Even when our purpose is to ascertain some general truth, the results of systematic inquiry may have various degrees of certainty. If Logic were confined to strict demonstration, it would cover a narrow field. The greater part of our conclusions can only be more or less probable. It may, indeed, be maintained, not unreasonably, that no judgments concerning matters of fact can be more than probable. Some say that all scientific results should be considered as giving the average of cases, from which deviations are to be expected. Many matters can only be treated statistically and by the methods of Probability. Our ordinary beliefs are adopted without any methodical examination. But it is the aim, and it is characteristic, of a rational mind to distinguish degrees of certainty, and to hold each judgment with the degree of confidence that it deserves, considering the evidence for and against it. It takes a long time, and much self-discipline, to make some progress toward rationality; for there are many causes of belief that are not good grounds for it—have no value as evidence. Evidence consists of (1) observation; (2) reasoning checked by observation and by logical principles; (3) memory—often inaccurate; (4) testimony—often untrustworthy, but indispensable, since all we learn from books or from other men is taken on testimony; (5) the agreement of all our results. On the other hand, belief is caused by many influences that are not evidence at all: such are (1) desire, which makes us believe in whatever serves our purpose; fear and suspicion, which (paradoxically) make us believe in whatever seems dangerous; (2) habit, which resists whatever disturbs our prejudices; (3) vanity, which delights to think oneself always right and consistent and disowns fallibility; (4) imitativeness, suggestibility, fashion, which carry us along with the crowd. All these, and nobler things, such as love and fidelity, fix our attention upon whatever seems to support our prejudices, and prevent our attending to any facts or arguments that threaten to overthrow them.

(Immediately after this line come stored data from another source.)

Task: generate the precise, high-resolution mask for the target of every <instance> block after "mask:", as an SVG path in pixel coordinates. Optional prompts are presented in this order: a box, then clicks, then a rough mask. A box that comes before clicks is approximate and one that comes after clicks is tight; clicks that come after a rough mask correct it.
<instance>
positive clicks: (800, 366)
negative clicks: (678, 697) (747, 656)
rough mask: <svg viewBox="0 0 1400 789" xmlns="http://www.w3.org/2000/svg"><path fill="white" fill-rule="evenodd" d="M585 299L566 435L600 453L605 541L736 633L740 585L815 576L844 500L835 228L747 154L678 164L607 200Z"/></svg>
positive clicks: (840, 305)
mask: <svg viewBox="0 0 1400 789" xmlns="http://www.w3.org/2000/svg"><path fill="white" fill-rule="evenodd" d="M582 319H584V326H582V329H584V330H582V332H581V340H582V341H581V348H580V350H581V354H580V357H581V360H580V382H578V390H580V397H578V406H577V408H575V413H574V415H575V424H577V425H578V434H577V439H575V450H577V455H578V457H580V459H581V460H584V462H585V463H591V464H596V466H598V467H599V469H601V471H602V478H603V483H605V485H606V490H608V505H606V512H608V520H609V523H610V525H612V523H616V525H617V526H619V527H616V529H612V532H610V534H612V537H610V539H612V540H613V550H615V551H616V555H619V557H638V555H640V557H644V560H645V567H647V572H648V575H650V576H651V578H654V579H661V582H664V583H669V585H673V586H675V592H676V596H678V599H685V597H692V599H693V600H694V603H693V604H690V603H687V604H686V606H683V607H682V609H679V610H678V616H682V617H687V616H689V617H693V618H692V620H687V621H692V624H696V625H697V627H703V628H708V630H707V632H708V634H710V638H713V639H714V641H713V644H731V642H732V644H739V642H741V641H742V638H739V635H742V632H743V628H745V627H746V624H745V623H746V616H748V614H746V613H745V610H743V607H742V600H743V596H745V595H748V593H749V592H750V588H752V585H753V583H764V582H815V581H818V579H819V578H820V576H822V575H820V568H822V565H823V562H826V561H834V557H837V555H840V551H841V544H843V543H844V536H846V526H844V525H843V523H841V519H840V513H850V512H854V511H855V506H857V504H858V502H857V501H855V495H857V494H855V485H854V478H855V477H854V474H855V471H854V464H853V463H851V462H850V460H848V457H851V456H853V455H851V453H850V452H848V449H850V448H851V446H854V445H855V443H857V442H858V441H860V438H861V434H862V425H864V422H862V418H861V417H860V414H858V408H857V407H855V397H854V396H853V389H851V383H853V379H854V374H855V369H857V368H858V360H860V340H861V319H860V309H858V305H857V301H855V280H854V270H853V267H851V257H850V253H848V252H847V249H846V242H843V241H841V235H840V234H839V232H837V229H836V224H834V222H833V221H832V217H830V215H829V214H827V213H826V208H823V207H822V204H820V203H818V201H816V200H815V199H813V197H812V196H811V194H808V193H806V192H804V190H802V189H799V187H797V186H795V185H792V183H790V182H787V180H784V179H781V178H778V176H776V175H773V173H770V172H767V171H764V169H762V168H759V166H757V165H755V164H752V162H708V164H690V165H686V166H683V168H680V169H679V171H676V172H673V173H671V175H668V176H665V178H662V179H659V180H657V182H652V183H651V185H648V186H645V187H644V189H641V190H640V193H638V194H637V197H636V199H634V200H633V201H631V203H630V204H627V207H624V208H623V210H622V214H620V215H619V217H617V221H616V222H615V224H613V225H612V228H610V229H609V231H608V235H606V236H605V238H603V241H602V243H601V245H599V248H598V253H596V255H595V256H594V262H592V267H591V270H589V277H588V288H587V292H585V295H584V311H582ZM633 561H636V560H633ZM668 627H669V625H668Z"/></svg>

§ 3. Two departments of Logic are usually recognised, Deduction and Induction; that is, to describe them briefly, proof from principles, and proof from facts. Classification is sometimes made a third department; sometimes its topics are distributed amongst those of the former two. In the present work the order adopted is, Deduction in chaps. ii. to xiii.; Induction in chaps. xiii. to xx.; and, lastly, Classification. But such divisions do not represent fundamentally distinct and opposed aspects of the science. For although, in discussing any question with an opponent who makes admissions, it may be possible to combat his views with merely deductive arguments based upon his admissions; yet in any question of general truth, Induction and Deduction are mutually dependent and imply one another.

This may be seen in one of the above examples. It was argued that a certain metal must be copper, because every metal is copper that turns green when dipped in vinegar. So far the proof appealed to a general proposition, and was deductive. But when we ask how the general proposition is known to be true, experiments or facts must be alleged; and this is inductive evidence. Deduction then depends on Induction. But if we ask, again, how any number of past experiments can prove a general proposition, which must be good for the future as well as for the past, the uniformity of causation is invoked; that is, appeal is made to a principle, and that again is deductive proof. Induction then depends upon Deduction.